Weakest Nominee: Dallas Buyers Club
Not really sure why this one is here.  Sure, it is edited well enough, but it is a film mostly of conversations, which are relatively easy to compile and make flow.  It is also not a film that cinematically requires much more of an editor than to simply get out of the way and put the shots in a logical order.  I tend to think editing jobs requiring personal artistry and a sense for rhythm should be rewarded, not jobs on films reaching for interpersonal realism like this one.  The film was edited as well as it could be – enough to make the film make sense – but this is a head-scratcher nomination for sure.
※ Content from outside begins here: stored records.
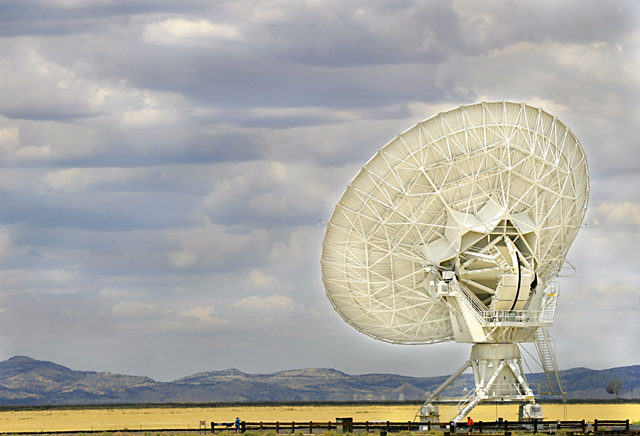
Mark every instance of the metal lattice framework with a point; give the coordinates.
(495, 192)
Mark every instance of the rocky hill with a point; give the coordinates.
(25, 381)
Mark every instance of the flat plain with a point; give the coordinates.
(154, 418)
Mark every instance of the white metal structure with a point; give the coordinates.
(454, 231)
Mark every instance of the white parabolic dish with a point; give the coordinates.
(433, 198)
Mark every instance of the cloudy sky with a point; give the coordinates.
(164, 166)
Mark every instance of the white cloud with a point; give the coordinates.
(258, 278)
(204, 314)
(133, 308)
(617, 214)
(182, 259)
(179, 31)
(273, 303)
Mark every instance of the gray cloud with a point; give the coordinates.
(164, 166)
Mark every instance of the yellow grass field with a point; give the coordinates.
(174, 418)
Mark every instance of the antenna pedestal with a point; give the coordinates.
(497, 376)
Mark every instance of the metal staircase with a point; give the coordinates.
(546, 350)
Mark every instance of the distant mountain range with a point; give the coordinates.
(25, 381)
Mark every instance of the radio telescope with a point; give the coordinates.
(455, 231)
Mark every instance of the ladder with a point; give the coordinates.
(546, 350)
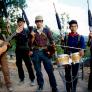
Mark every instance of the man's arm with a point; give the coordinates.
(3, 48)
(82, 46)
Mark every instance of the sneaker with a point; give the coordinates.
(21, 82)
(54, 90)
(39, 89)
(10, 89)
(33, 83)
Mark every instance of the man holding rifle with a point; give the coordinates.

This particular sequence was brilliantly edited.
Best Non-Nominee: Upstream Color
One of my favorite films of the year, this twisting science-fiction mystery delves into the psyches of its characters mainly by cross-cutting their present realities with memory and disruptive, outside forces.  Without giving much of its plot away (as you should definitely give the film a chance), much of its mysteries are revealed through complex montage, and the effect is thrilling and affecting.  Director Shane Carruth personally edited the film and applies many concepts from experimental works to convey deeper meaning, and his artistry in the cutting room should be recognized.

Chelsea:

I literally am just going to agree with everything you said above.  Although I would like to point out that the Academy may choose to honor Captain Phillips here.  Paul Greengrass’ tense thriller with national treasure Tam Honks would also be a worthy winner.  The editor expertly paced this film for maximum tension building, creating fantastic lulls and extremely suspenseful sequences. 

I agree with your assessment of Upstream Color, although I’m going to take this space to point out the lovely work of Thelma Schoonmaker, Martin Scorcese’s longtime editor.  The Wolf of Wall Street is edited brilliantly, pacing this three hour long film so it hits the exact emotional beats it should for the viewer watching this crazed, debauched lifestyle.